Y, entonces, un señor de unos cuarenta años, se instaló frente a ella con un enorme micrófono.

—¡Mía Pepper! ¿Asesinaste en forma de marketing?

Y esa pregunta fue suficiente para darle a Mía Pepper ganas de explotar, para dejarla explotar.

La escritora miró fijamente a aquel señor que acababa de empeorarle el daño, se paró a centímetros de él y, antes de que algún oficial pudiera detenerla, le otorgó un -para nada- dulce golpe en la nariz.

Luego de eso sí la esposaron. De repente era explosiva, y a nadie le servía una escritora, asesina, explosiva y suelta.

Cuando subió a la parte trasera de aquella camioneta sentía sus manos picar, sus muñecas arder tras su espalda, pero, por Dios, se sentía tan maravillosa. Se sentía igual que aquella vez en la que Rayhan la salvó de su padrastro. Se sentía inmortal.

Hasta que recordó que estaba a punto de ir presa, y que el mundo la odiaba.

El viaje duró lo suficiente como para que su cuerpo dejara de producir lágrimas y su cabeza doliera. Había durado horas.

Mía Pepper había pensado erróneamente que iba a ser llevada a algún lugar desconocido del campo, para ser torturada hasta que confesase crímenes que no cometió, pero en vez de eso la habían llevado a la ciudad. No era el punto más lindo de su país, ni el más concurrido, pero había gente suficiente como para que comenzaran a fotografiarla.

Entró en aquella comisaría y el aire acondicionado la abrazó por algunos segundos, luego el peso de la culpa volvió a estremecerle la piel.

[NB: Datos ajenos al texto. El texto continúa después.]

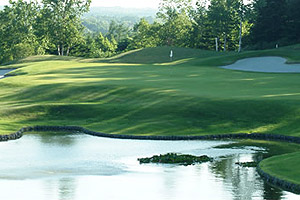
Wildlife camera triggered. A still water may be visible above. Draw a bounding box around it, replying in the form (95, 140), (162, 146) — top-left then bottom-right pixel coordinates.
(0, 134), (300, 200)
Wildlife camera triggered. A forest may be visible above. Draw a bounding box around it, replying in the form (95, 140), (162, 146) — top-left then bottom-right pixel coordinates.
(0, 0), (300, 63)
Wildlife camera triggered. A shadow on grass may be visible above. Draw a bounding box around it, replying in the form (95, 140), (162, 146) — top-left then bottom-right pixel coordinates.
(0, 84), (299, 135)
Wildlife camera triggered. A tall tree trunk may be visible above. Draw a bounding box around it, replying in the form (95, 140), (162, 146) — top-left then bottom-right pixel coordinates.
(238, 20), (243, 53)
(224, 34), (227, 51)
(67, 47), (70, 56)
(57, 45), (60, 56)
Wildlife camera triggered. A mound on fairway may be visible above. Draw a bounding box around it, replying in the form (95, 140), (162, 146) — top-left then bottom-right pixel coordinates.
(221, 56), (300, 73)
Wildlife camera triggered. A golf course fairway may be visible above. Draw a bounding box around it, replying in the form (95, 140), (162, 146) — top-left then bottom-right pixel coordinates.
(0, 45), (300, 188)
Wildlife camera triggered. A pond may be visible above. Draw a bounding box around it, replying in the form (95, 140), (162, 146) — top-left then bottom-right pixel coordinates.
(0, 133), (300, 200)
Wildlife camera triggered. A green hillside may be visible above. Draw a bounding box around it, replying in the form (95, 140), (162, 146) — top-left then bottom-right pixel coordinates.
(0, 45), (300, 184)
(0, 47), (300, 136)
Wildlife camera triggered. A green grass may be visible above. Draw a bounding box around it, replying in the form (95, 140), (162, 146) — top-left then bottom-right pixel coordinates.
(0, 45), (300, 183)
(259, 152), (300, 184)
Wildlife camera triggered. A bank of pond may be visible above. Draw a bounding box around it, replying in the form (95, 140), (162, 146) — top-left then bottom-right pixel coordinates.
(0, 127), (300, 200)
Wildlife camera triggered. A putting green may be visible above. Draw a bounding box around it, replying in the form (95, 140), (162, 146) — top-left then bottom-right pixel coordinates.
(0, 45), (300, 186)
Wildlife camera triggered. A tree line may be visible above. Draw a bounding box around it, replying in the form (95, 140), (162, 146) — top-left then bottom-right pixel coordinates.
(0, 0), (300, 63)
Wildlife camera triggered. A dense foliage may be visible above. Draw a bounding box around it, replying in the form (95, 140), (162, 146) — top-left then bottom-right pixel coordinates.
(138, 153), (213, 166)
(0, 0), (300, 63)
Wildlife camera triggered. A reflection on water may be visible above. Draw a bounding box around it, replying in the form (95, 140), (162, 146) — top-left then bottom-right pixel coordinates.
(0, 134), (300, 200)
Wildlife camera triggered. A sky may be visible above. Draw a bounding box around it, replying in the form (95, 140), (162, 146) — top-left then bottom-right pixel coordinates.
(0, 0), (251, 8)
(0, 0), (160, 8)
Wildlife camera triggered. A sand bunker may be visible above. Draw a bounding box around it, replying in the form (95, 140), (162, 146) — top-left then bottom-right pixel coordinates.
(221, 56), (300, 73)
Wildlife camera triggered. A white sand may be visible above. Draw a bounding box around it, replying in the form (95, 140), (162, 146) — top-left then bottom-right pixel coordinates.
(221, 56), (300, 73)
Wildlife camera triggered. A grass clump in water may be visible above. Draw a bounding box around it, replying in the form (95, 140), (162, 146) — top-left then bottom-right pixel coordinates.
(138, 153), (213, 166)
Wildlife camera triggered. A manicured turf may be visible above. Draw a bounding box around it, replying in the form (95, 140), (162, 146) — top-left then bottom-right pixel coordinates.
(259, 152), (300, 184)
(0, 45), (300, 184)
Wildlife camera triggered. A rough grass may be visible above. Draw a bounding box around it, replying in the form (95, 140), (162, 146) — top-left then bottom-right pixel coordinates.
(0, 45), (300, 184)
(259, 152), (300, 184)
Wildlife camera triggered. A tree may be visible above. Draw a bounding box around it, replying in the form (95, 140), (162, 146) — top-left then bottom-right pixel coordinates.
(251, 0), (287, 48)
(157, 0), (192, 46)
(207, 0), (242, 51)
(42, 0), (91, 56)
(287, 0), (300, 43)
(0, 0), (43, 62)
(129, 18), (160, 49)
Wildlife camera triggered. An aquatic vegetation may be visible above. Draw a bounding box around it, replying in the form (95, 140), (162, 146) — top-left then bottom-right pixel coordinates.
(138, 153), (213, 166)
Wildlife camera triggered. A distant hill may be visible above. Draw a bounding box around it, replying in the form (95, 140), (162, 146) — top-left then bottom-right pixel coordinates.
(84, 7), (157, 17)
(83, 7), (157, 34)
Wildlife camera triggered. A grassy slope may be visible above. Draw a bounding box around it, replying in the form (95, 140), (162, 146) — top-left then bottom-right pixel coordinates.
(260, 152), (300, 184)
(0, 45), (300, 183)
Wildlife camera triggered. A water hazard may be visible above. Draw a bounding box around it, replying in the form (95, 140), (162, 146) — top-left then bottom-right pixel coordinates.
(0, 134), (300, 200)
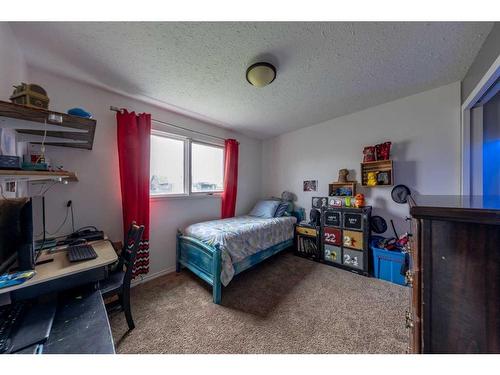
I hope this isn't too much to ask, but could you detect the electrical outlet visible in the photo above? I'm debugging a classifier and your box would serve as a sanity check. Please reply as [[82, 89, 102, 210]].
[[5, 182, 16, 193]]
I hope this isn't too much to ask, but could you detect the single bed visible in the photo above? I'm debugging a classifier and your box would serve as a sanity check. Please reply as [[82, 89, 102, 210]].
[[176, 212, 300, 304]]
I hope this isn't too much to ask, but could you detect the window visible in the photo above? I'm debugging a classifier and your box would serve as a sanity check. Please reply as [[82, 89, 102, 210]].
[[150, 134, 186, 195], [191, 142, 224, 193], [150, 131, 224, 197]]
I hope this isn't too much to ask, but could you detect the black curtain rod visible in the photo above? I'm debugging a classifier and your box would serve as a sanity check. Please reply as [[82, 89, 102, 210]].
[[109, 105, 226, 141]]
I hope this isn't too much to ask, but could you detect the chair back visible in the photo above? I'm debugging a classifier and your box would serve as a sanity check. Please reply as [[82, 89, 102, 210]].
[[118, 222, 144, 288]]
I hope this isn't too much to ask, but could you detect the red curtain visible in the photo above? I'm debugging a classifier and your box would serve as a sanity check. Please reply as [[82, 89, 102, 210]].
[[116, 110, 151, 277], [221, 139, 240, 219]]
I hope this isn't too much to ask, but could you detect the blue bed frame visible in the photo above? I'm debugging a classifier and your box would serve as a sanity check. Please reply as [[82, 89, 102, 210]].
[[175, 231, 293, 305]]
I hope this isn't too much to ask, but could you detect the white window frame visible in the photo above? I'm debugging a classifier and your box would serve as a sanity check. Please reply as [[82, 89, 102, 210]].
[[189, 139, 225, 196], [150, 129, 225, 200], [460, 56, 500, 196]]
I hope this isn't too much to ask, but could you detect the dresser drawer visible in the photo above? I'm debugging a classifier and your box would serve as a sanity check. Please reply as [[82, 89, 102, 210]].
[[295, 227, 317, 237]]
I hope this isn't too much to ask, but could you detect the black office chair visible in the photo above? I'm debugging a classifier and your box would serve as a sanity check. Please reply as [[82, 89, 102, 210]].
[[99, 222, 144, 330]]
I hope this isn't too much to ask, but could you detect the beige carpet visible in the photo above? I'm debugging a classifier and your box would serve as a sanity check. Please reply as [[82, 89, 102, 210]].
[[110, 253, 409, 353]]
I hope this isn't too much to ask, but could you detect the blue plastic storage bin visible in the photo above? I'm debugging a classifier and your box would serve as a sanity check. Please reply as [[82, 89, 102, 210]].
[[370, 237, 408, 285]]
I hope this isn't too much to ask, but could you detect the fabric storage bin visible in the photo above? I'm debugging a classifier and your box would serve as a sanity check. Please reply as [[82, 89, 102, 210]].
[[323, 227, 342, 246], [296, 227, 318, 237], [370, 239, 408, 285], [324, 210, 342, 227], [344, 212, 363, 230], [342, 230, 364, 250], [342, 247, 364, 270], [323, 245, 342, 264]]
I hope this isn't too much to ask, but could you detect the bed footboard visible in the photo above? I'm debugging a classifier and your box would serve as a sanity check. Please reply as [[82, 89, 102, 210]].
[[175, 231, 222, 305]]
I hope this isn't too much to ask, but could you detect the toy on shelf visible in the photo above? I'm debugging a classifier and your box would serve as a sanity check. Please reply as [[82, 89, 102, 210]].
[[354, 193, 365, 208], [363, 146, 375, 163], [366, 172, 377, 186], [344, 197, 352, 207], [375, 142, 392, 160], [337, 168, 349, 184], [10, 82, 49, 109], [344, 236, 354, 247], [328, 168, 356, 197]]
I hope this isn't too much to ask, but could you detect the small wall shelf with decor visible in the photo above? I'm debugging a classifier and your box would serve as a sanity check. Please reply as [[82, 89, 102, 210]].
[[0, 101, 96, 150], [361, 160, 394, 187], [0, 169, 78, 183], [328, 181, 356, 197]]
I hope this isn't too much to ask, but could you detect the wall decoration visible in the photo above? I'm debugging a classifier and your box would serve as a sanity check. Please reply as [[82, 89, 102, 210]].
[[366, 172, 377, 186], [311, 197, 328, 209], [328, 197, 342, 207], [375, 142, 392, 160], [377, 171, 391, 185], [10, 82, 49, 109], [304, 180, 318, 191], [363, 146, 375, 163], [354, 193, 365, 208]]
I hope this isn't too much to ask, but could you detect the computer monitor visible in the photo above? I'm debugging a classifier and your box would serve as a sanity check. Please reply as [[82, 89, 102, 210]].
[[0, 198, 35, 275]]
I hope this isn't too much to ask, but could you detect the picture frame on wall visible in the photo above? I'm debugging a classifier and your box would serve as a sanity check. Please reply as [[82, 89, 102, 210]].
[[304, 180, 318, 191], [311, 197, 328, 210]]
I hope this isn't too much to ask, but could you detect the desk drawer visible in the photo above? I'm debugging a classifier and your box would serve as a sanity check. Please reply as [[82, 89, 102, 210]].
[[296, 227, 318, 237]]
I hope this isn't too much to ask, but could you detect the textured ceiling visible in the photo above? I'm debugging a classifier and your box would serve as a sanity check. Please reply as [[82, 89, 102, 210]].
[[11, 22, 492, 138]]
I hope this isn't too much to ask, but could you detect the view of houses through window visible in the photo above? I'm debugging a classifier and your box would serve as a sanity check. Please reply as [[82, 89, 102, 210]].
[[150, 134, 224, 196]]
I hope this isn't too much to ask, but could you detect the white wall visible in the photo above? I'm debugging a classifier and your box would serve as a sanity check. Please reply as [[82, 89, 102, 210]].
[[0, 22, 26, 101], [24, 67, 262, 280], [0, 22, 27, 199], [262, 82, 460, 234]]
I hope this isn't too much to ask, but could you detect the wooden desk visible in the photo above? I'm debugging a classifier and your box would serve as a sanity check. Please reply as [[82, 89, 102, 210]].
[[0, 240, 118, 300]]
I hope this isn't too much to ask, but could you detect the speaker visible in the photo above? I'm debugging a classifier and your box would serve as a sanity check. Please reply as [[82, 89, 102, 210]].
[[309, 208, 321, 227], [17, 199, 35, 271]]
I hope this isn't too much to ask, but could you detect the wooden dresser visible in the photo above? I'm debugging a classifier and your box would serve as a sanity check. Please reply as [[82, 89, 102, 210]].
[[406, 196, 500, 353]]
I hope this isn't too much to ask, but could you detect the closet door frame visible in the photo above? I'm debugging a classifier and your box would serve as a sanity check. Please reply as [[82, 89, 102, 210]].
[[460, 56, 500, 195]]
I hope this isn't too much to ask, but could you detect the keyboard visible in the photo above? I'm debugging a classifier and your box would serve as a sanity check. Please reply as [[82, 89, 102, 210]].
[[0, 302, 26, 353], [68, 245, 97, 262]]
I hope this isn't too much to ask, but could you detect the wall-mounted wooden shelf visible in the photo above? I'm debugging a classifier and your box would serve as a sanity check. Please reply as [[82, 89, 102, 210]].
[[0, 169, 78, 182], [0, 101, 96, 150], [361, 160, 394, 187], [328, 181, 357, 197]]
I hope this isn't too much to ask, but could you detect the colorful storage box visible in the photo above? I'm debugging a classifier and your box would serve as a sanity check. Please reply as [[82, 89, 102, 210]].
[[370, 238, 408, 285], [342, 247, 364, 270], [323, 227, 342, 246], [324, 245, 342, 264]]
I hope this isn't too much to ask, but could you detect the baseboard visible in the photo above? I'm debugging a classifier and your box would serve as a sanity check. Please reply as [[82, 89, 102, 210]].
[[130, 266, 175, 288]]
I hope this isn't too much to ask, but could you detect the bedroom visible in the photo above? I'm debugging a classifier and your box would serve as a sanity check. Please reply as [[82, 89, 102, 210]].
[[0, 0, 500, 374]]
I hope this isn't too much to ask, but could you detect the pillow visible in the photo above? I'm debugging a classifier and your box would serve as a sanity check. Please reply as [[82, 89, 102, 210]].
[[249, 200, 280, 219], [274, 202, 289, 217]]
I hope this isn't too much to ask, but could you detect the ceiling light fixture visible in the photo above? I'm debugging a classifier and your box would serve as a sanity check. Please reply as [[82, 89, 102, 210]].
[[247, 62, 276, 87]]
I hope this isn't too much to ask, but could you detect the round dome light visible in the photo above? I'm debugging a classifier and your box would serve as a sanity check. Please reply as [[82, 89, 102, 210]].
[[247, 62, 276, 87]]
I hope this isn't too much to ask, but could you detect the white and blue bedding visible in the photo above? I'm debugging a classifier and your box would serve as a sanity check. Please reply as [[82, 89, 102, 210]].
[[184, 216, 297, 286]]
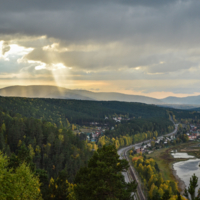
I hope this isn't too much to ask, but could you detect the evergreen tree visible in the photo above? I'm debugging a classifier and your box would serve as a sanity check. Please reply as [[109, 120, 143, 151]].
[[184, 174, 200, 200], [75, 145, 137, 200]]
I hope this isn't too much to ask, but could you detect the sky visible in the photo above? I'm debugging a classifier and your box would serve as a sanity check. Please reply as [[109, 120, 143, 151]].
[[0, 0, 200, 98]]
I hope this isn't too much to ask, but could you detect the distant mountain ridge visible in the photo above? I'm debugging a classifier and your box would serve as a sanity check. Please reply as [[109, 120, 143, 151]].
[[0, 85, 200, 106], [0, 85, 162, 104]]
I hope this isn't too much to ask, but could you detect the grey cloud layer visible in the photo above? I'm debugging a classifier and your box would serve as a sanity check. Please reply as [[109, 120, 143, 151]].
[[0, 0, 200, 94]]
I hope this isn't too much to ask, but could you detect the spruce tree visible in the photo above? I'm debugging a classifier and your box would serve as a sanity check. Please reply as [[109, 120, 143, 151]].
[[75, 145, 137, 200]]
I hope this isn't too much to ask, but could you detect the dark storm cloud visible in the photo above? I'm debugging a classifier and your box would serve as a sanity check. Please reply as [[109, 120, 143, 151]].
[[0, 0, 200, 44], [0, 0, 200, 84]]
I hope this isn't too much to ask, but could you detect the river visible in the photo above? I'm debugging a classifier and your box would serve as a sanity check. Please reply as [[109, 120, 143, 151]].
[[173, 153, 200, 193]]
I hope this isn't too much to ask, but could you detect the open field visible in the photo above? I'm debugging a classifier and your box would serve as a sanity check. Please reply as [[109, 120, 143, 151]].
[[147, 142, 200, 190]]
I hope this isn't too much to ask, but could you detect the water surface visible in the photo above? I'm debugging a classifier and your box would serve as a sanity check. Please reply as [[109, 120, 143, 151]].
[[171, 152, 194, 158], [173, 159, 200, 191]]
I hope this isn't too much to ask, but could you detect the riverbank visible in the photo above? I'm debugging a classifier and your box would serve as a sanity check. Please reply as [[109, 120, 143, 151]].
[[147, 143, 199, 194], [172, 169, 186, 195]]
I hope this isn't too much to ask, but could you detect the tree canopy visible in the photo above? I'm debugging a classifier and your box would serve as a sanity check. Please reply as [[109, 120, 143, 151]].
[[75, 145, 137, 200]]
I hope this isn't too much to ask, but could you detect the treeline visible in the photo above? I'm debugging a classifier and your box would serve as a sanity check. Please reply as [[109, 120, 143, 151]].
[[130, 154, 182, 200], [169, 109, 200, 121], [95, 119, 174, 149], [0, 97, 168, 126], [105, 118, 174, 139], [0, 111, 93, 199]]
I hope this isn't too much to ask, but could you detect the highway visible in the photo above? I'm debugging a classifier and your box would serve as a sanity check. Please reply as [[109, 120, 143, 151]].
[[117, 124, 178, 200]]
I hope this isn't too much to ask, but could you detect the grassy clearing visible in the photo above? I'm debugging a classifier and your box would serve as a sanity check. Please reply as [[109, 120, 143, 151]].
[[147, 142, 200, 181]]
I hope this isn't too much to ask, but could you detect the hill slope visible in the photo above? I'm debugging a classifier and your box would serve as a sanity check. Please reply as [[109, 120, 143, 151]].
[[161, 96, 200, 105], [0, 85, 162, 104]]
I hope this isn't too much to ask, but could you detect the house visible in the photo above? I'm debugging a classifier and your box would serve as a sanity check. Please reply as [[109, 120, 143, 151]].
[[135, 147, 142, 153]]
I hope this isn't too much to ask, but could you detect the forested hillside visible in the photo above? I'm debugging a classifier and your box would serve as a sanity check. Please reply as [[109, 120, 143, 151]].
[[0, 110, 92, 199], [0, 97, 198, 199], [0, 97, 168, 125]]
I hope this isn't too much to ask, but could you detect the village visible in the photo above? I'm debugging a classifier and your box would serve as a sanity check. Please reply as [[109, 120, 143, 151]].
[[133, 124, 200, 154]]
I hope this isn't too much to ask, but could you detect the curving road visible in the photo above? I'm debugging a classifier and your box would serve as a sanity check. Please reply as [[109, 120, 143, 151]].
[[117, 124, 179, 200]]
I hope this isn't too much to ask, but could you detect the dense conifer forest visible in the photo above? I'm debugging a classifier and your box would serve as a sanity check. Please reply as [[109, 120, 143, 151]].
[[0, 97, 200, 199]]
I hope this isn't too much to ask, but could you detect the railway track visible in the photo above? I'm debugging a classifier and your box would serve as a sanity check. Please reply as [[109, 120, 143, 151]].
[[124, 150, 146, 200], [118, 124, 178, 200]]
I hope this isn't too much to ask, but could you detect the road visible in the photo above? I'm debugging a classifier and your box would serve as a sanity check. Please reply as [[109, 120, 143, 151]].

Absolutamente todos dentro de aquel lugar la miraban fijamente, y no dejaron de hacerlo hasta que subió las escaleras y les fue imposible para su campo de visión.

Las paredes grises de aquel lugar la hicieron sentir más en casa de lo que le gustaría admitir; hasta la culpa se sentía similar.

Aquellos tres detectives junto a algunos policías la acompañaron a ingresar en una habitación al fondo del lugar, y ya allí dentro la escritora se sintió asfixiada.

Se sentó en el medio de aquella sala, llena de recortes de periódico con fecha de más de veinte años atrás, y trató tontamente de acomodar sus manos dentro de las esposas.

Uno de los policías se instaló en una computadora frente a ella y seguido a él los detectives comenzaron a instalarse igualmente.

Mía Pepper se limitaba a sacudir su pie bajo el escritorio.

—¿Nombre completo?—indicó el oficial, con malhumor.

Iba a visitar a su hija luego de tres meses y tuvo que quedarse entrevistando a una adolescente con cara de tonta. ¿Quién no estaría enojado?

La escritora se sintió aún más odiada, solo por el tono de su voz.

—Mía Antonia Pepper López— murmuró tras aclararse la garganta. Llevaba horas sin hablar.

—¿Estado civil?

—Soltera.

—¿Dirección?

—Silver Study.

En realidad ella no se sabía la dirección exacta.

Y entonces un detective se abrió espacio entre los demás para presentarse ante la escritora.

—Oliver Pellol, agente del FBI.

No extendió su mano hacia Mía Pepper, y ella se apenó por no tener una razón para que la suelten. Realmente le estaban molestando esas esposas.